# ANSI 1005 Type C (Visitable) Units ?



## mtlogcabin (Jun 8, 2015)

1005 Type C (Visitable) Units

1005.1 General.

Type C (Visitable) dwelling units shall comply with Section 1005.

I have 8 apartment buildings with 12 units each in the design stage and the question came up about when the Type C units are required. They are not mentioned in the IBC nor did we specifically require them locally as suggested in the commentary

The funding is all private.

Does Fair Housing require Type C units

 All units will meet either Type A or B and the 2 required Accessible units so they should meet the Type C requirements from what I can determine.

Am I missing something?


----------



## mark handler (Jun 8, 2015)

Type C units are not a code requirement. The purpose of the ANSI 117.1 Type C technical requirements is to provide a model for accessibility that can be adopted to apply to new housing not covered by the Fair Housing Act.

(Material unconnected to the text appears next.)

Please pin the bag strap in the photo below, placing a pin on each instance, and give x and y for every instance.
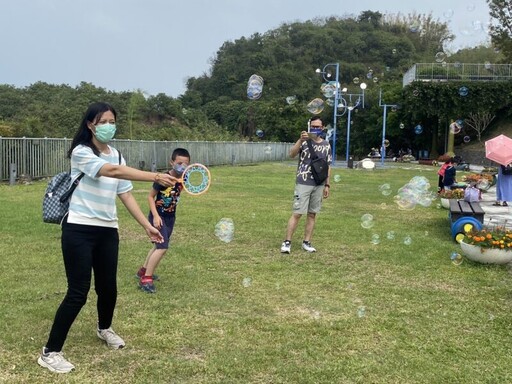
(66, 195)
(312, 152)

Requirements provided within the Type C criteria are intended to provide consistency throughout the country. Some municipalities which have adopted a visitability policy/ordinance include: Atlanta, GA; Freehold, NJ; Austin, TX; Irvine, CA; Urbana, IL; Visalia, CA; San Mateo County, CA; Howard County, MD; Albuquerque, NM; San Antonio, TX;  Onondaga County, NY;   Southampton, NY; Naperville, IL; Pima County, AZ; Long Beach, CA; Iowa City, IA; Syracuse, NY; Bolingbrook, IL; Escanaba, MI; Chicago, IL; St. Louis County, MO; Houston, TX; Pittsburgh, PA; St. Petersburg, FL; Toledo, OH; Auburn, NY; Prescott Valley, AZ; Scranton, PA; Arvada, CO; Rockford, IL; Montgomery County, MD.


----------